SugarBee apples head to stores

The new apple, SugarBee, is hitting selected markets in limited supply for the first time this month in holiday packaging. Chelan growers see it as a future money maker.

CHELAN, Wash. — SugarBee is a new apple variety said to be sweeter than Honeycrisp that in the month of December is being sold commercially for the first time.

Chelan Fresh Marketing is providing test marketing of first-year production to several Walmart stores across the nation, Safeway in northern California, Kroger and Whole Foods, said Mac Riggan, vice president of marketing at Chelan Fresh.

About 8,000, 40-pound boxes worth of SugarBee is being sold in holiday packaging and the goal is to eventually be selling whatever the market bears at a good profit, Riggan said.

“We’ve had head-to-head taste tests with Honeycrisp and it’s beaten it hands down. Honeycrisp has a tendency to go flat, lose its flavor in storage. SugarBee doesn’t do that,” said Harold Schell, director of field services of Chelan Fruit Cooperative.

The co-op and Gebbers Farms, of Brewster, acquired the exclusive rights to grow and sell the new apple from Regal Fruit International, a variety management affiliate of Willow Drive Nursery in Ephrata.

Regal obtained propagation rights from patent-holder, apple breeder Chuck Nystrom, Worthington, Minn., who discovered the variety in the early 1990s from his experimental seed plantings.

The mother seed is Honeycrisp and the father is an unknown pollinator likely carried by a honeybee, Schell said.

The resulting mostly red but also yellow-skinned apple is high in sugar content.
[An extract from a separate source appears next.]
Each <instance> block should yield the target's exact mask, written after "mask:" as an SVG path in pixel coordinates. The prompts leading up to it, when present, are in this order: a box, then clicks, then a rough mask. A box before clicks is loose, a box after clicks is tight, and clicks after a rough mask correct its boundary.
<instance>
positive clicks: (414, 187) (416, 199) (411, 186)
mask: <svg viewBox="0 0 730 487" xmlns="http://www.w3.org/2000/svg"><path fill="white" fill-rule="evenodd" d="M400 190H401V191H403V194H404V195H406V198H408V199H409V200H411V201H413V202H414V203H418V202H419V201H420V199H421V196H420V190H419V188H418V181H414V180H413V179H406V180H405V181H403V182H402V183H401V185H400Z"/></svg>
Hence the name SugarBee chosen by an ad agency for Chelan Fresh.

“The name describes the apple because its very crisp and crunchy and holds its firmness and flavor very well. It’s very sweet. A high level of brix (sugar), probably more so than Fuji or Honeycrisp,” Schell said.

Gebbers Farms and growers for Chelan Fruit have planted about 300 acres of SugarBee trees and the goal is 1,000 acres, Schell said.

It’s a club or managed variety, meaning Chelan Fresh, Chelan Fruit and Gebbers Farms will control volume and marketing to avoid overproduction and maintain good returns.

Test marketing is at $1.99 to $2.99 per pound, but Honeycrisp has proven people will pay as much as $7.99 per pound for quality, organic apples, Riggan said. That can equate to $160 per 40-pound box with the grower getting 50 percent or $80 per box, a very good return, he said.

“You have a darn good apple that eats well, that holds up well in storage so you have an extended marketing window and it’s exclusive,” Schell said. “It will add to growers’ bottom line because it won’t be overproduced.”

Chelan Fruit is testing other new varieties with Regal and Chelan Fresh is continuing to push forward with New Zealand’s Rockit, a cross between a crab apple and the rose apple series.

It’s bred to be small, but unlike most small apples is very tasty. They are sold three, four or five apples per colorful and transparent tube as a grab-and-go item from convenience and grocery stores.

Chelan Fresh imported about 3,000 boxes of Rockit in 2014 and now is growing and harvesting about 9,000 boxes worth in Washington.

“It doesn’t sell super easy because we’re asking some money for it,” Riggan said. “It’s $3.99 for a four-count or about $1 per apple.”